Patrick Sullivan, Director of the Lovell Federal Healthcare Center
The conference closed on what was supposed to be a happy story. A shared DoD/VA hospital was opened in North Chicago and it was being held up as a model of interoperability. The hospital was used to physically examine new recruits, treat active duty sailors, and provide care to local veterans and their dependents. To the public (and in the video above) it was advertised as a true, fully integrated VA/DoD facility. Clinicians work on a mixed patient population, and an integrated EHR was necessary. It was a setting prime for a happy ending story.
Unfortunately, behind the scenes, the VA and DoD could not agree on which EHR to use, so they implemented both. Care providers now have to switch back and fourth between the two systems depending on which type of patient they are seeing. Data does not flow between the two systems much better there than it does in most other VA or DoD facilities. At the end of 2012, an Institute of Medicine report identified a laundry list of serious HER-related inefficiencies. They issued a concluding recommendation that no new joint DoD/VA hospitals be opened until an interoperable or joint EHR system was made available.
The “good news” in this story was that the IT department had created a registration routine that auto-registered the patient in both systems, saving administrators a good deal of time. They had also created a single sign-on solution that opens both EHR systems in split-screen mode, so that users could navigate and have a view of both systems in a single window. Lastly, they created a view-only display that aggregates data elements from both systems and displays it on one screen. It was not actionable data, meaning that clinicians still needed to go to the primary EHRs to place orders or document notes or take any tangible action, but it was a single location where combined data could be viewed together to tell a complete story.
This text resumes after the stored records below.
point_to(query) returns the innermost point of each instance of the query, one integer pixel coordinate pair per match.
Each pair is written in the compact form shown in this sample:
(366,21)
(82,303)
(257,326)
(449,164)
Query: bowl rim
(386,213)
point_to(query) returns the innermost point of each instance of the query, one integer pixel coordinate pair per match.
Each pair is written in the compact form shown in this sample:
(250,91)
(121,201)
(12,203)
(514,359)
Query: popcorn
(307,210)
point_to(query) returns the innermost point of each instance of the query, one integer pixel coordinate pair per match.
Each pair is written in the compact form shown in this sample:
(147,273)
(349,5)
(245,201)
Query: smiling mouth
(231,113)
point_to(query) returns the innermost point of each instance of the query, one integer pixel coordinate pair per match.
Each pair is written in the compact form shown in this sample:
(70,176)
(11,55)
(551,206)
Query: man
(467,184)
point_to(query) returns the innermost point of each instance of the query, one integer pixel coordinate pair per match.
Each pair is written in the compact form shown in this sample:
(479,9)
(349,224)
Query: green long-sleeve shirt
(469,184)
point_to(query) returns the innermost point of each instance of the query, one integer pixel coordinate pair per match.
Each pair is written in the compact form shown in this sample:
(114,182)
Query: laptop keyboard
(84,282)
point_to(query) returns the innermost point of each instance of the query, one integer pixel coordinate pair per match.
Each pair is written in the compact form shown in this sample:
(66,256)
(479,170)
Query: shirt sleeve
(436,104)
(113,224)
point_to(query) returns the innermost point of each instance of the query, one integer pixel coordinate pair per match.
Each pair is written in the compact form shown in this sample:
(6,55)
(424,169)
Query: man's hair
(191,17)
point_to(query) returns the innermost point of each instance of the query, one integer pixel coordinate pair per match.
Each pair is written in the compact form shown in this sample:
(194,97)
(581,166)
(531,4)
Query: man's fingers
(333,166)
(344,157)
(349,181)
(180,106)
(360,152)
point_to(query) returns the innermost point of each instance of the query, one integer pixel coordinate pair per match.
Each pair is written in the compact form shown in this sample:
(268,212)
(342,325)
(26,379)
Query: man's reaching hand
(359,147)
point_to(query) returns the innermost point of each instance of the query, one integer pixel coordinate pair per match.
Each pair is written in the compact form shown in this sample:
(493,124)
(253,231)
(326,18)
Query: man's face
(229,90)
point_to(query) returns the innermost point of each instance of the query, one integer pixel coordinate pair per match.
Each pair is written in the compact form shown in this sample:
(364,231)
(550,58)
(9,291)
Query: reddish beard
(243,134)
The North Chicago project was a $100 million IT investment and is still operating under these conditions. When you think about that, makes it easy to understand how $1.3 billion was spent on a national iEHR program with so little to show for it.
My walkaway impression from this conference was that there does not seem to be an empowered leader running the iEHR program. Technology projects of this scale need a clear vision that stakeholders believe in and a well-established and empowered leader to bring the project to completion. There isn’t now and hasn’t ever been any one person who was given ultimately responsibility and sole authority over the iEHR program.
There are too many cooks in the kitchen. The DoD leaders ultimately fight for DoD interests while the VA leaders lobby for VA interests. In the middle, programmers at OSEHRA are trying to code an entirely new EHR with no clear direction. Someone should have been put in charge of the entire project, empowered to lead and answering only to Congress, funded independently of either organization’s budget, and with the authority to make the sweeping changes that neither organization seems willing to compromise on.
In an environment so ripe with amazing leaders, I can’t believe it would be hard to find a good candidate to properly lead this project. Someone to define the vision, unify the team, and pursue it as efficiently as they’ve pursued the standardization of the VistA code or the the expansion of the BHIE structure. At the very least, the staff at Lovell Federal Medical Center should be using one HER. That alone is something worth fighting for.